Specifically, the Florida Trust Code was amended as follows:
- The definition of “interests of the beneficiaries” under Florida Statute § 736.0103(11) was amended to mean the beneficial interests intended by the settlor as provided under the terms of the trust;
- The exception to the general rule that the terms of the trust prevail over provisions of the Code contained in Florida Statute § 736.0105(2)(c) was amended to remove the mandatory requirement that the terms of the trust be for the benefit of the beneficiaries, and
- Florida Statute §736.0404 was likewise amended to remove the requirement that the trust and its terms be for the benefit of the beneficiaries. As amended, a trust’s purpose only needs to be lawful, not contrary to public policy, and possible to achieve.
The amendments to the Florida law state the “best interests of the beneficiaries” do not supplant the “intent of the settlor.” The courts are bound by the settlor’s intent and may not ignore that intent simply by accepting an argument that the consequence of following the settlor’s intent is not in the perceived best interests of the beneficiaries.
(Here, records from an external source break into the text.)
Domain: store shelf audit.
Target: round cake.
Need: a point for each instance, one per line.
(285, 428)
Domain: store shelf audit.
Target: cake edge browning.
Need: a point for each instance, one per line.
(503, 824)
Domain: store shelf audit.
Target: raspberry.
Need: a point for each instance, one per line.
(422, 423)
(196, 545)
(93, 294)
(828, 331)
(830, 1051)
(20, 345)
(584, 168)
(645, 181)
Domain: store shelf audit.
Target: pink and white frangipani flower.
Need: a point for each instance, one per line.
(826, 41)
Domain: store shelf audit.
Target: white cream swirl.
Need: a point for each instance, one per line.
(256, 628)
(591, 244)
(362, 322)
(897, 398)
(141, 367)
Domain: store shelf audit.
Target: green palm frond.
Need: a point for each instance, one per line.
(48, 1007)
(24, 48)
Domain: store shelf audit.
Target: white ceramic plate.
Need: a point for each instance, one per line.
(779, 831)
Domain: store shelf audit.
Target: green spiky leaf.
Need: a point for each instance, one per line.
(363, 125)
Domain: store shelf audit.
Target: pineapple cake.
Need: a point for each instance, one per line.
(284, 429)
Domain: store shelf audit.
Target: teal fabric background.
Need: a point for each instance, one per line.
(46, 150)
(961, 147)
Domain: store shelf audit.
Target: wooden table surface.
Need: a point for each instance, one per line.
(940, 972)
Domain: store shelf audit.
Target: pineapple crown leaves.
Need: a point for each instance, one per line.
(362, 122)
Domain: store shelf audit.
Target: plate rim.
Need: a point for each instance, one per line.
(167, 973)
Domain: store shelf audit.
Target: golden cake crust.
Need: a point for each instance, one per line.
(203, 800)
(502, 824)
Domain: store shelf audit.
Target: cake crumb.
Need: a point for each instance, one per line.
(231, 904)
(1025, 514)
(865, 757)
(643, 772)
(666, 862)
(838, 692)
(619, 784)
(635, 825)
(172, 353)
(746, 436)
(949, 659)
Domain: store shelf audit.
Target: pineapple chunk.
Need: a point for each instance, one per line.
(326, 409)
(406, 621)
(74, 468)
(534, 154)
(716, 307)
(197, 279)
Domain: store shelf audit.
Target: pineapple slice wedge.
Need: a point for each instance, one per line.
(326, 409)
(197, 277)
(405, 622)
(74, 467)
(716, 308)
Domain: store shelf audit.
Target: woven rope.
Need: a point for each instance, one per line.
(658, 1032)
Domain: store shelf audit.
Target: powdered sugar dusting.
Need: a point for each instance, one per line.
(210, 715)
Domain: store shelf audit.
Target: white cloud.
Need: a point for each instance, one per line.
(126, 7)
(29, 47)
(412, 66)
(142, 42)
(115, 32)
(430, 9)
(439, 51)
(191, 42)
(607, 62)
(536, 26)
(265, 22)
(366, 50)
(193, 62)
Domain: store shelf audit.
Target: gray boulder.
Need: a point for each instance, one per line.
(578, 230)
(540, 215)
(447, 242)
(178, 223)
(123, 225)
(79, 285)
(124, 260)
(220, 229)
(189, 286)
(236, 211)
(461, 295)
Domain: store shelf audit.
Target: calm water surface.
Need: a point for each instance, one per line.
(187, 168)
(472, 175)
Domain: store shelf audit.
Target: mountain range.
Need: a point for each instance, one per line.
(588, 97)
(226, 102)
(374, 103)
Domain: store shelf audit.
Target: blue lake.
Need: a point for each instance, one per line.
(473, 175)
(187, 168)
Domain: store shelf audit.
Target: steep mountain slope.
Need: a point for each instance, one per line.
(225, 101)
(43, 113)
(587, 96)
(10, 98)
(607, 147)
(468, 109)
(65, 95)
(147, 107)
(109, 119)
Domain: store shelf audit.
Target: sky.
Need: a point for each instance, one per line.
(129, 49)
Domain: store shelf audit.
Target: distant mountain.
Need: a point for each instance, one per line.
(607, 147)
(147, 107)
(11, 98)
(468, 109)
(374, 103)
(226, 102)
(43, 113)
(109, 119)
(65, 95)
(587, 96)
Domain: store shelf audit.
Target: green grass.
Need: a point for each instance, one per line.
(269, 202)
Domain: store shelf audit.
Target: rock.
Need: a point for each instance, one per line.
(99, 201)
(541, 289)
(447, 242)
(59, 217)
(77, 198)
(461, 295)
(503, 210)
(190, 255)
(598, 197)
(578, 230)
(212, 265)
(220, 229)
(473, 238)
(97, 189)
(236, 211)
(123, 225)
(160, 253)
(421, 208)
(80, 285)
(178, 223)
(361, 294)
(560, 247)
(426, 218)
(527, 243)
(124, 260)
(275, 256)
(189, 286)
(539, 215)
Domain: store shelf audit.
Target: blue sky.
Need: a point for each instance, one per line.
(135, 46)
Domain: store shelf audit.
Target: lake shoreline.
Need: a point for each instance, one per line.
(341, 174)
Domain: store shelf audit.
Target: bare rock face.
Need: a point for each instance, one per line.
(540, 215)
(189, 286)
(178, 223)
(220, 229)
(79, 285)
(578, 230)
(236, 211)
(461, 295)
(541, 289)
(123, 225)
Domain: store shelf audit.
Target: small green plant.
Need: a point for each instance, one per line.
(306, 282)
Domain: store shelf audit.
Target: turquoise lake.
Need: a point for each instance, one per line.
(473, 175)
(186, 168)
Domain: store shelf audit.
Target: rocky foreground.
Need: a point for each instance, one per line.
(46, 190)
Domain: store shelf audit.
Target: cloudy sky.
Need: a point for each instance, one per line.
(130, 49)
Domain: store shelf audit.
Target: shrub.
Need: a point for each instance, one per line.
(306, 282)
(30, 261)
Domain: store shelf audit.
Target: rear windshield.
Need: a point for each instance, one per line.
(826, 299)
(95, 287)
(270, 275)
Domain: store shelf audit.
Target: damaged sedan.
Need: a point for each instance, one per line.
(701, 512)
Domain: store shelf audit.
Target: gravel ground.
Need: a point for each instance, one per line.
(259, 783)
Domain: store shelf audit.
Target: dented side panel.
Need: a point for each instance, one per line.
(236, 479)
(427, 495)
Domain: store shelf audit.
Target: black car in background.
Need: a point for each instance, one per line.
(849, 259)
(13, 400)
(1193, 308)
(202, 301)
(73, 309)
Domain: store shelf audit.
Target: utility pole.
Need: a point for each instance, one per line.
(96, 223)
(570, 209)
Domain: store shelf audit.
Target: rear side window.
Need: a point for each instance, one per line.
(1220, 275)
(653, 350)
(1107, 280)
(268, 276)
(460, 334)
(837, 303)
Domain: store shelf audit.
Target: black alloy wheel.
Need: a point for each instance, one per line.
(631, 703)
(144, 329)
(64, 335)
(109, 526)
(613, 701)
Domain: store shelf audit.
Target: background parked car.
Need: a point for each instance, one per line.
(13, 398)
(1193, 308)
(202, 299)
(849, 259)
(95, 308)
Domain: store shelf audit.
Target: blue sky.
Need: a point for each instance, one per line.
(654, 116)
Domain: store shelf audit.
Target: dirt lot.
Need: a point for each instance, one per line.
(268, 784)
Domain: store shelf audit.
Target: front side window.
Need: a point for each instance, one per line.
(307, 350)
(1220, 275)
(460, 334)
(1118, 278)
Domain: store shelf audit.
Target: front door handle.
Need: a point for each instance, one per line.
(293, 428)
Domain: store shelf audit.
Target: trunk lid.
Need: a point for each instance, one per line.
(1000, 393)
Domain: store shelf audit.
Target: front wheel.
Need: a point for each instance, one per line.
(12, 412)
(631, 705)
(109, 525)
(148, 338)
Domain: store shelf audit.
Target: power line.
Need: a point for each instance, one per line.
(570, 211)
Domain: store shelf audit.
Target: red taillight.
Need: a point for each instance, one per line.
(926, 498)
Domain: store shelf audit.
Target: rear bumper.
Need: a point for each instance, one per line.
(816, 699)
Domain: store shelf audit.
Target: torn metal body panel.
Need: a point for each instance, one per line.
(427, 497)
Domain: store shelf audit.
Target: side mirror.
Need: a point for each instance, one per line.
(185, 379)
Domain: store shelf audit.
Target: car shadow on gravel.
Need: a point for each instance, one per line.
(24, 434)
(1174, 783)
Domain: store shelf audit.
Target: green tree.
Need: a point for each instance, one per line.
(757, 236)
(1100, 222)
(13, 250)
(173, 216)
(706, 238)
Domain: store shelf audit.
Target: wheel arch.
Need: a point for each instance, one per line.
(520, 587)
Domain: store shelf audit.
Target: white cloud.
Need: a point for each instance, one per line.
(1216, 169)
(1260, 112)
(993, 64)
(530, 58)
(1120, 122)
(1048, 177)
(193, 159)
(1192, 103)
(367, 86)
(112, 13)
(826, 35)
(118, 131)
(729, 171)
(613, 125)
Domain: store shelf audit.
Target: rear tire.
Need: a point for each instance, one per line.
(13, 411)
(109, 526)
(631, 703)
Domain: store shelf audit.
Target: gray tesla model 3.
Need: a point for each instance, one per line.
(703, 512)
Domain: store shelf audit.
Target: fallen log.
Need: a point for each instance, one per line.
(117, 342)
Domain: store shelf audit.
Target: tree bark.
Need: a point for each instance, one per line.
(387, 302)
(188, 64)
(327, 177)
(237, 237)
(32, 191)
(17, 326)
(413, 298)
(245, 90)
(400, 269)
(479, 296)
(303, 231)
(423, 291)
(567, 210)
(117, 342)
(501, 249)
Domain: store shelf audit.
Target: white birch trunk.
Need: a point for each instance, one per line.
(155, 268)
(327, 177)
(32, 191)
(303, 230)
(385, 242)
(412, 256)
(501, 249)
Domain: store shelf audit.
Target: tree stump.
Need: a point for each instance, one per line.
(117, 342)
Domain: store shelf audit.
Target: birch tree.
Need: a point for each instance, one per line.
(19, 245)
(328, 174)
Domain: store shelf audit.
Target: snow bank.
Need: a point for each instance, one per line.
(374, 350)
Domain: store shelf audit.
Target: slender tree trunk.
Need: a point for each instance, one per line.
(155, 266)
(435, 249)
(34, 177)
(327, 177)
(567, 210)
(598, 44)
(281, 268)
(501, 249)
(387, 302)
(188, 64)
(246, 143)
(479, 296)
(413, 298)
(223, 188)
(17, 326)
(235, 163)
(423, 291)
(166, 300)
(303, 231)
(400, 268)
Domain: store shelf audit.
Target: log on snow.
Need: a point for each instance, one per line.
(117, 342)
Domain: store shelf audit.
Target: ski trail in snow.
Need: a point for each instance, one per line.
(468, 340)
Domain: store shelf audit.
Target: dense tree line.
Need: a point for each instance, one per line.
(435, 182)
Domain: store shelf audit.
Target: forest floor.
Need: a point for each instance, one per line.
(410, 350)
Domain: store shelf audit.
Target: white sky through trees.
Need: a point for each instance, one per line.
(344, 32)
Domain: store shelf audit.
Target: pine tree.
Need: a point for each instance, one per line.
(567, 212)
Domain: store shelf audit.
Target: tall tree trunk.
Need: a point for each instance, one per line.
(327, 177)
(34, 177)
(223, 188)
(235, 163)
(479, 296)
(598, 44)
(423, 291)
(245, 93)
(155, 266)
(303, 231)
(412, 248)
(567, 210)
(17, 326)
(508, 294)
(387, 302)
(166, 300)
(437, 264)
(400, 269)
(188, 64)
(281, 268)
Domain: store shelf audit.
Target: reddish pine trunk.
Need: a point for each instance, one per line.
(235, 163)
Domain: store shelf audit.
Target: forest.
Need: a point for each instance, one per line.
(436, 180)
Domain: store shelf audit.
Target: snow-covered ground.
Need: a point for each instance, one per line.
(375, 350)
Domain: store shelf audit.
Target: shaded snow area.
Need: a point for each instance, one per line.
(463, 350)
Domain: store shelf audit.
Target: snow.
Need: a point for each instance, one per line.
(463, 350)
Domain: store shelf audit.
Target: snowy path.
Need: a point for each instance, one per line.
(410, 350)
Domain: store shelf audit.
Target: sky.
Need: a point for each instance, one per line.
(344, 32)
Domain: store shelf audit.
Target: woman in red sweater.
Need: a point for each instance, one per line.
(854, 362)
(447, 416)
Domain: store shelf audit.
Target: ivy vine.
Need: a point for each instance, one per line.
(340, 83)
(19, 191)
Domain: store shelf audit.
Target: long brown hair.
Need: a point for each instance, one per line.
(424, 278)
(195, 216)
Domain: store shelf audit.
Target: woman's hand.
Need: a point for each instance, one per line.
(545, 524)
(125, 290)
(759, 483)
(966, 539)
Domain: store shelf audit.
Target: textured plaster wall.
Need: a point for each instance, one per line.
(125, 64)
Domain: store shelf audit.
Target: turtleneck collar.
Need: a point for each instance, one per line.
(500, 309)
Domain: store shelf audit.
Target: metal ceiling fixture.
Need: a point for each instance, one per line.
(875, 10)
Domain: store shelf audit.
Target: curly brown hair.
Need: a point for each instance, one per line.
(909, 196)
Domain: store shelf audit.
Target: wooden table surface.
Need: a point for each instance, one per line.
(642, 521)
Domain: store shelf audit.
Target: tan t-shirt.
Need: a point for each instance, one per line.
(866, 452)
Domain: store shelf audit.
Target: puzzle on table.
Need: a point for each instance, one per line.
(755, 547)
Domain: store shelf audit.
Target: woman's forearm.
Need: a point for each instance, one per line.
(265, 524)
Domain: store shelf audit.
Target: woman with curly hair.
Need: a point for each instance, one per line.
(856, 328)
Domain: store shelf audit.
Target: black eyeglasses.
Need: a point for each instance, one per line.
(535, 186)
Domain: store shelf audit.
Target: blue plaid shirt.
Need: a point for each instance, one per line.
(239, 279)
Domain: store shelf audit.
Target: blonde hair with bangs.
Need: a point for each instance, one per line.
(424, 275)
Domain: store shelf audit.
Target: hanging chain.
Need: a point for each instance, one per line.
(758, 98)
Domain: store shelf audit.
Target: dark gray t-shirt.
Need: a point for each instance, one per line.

What Happens If a Trustee is Removed?
If the settlor selected a successor trustee when the trust was established, then that successor may step in and accept his or her role to become the new trustee, assuming they are willing and able to do so. Otherwise, if there is no successor named the court will appoint a qualified successor trustee in the best interests of the trust’s beneficiaries.
If there is an appreciable transition period, the original trustee will remain legally obliged to remain as trustee, with all applicable duties and responsibilities thereof, including the duty to account. They must also deliver any documents or property within a reasonable time after notice of their removal.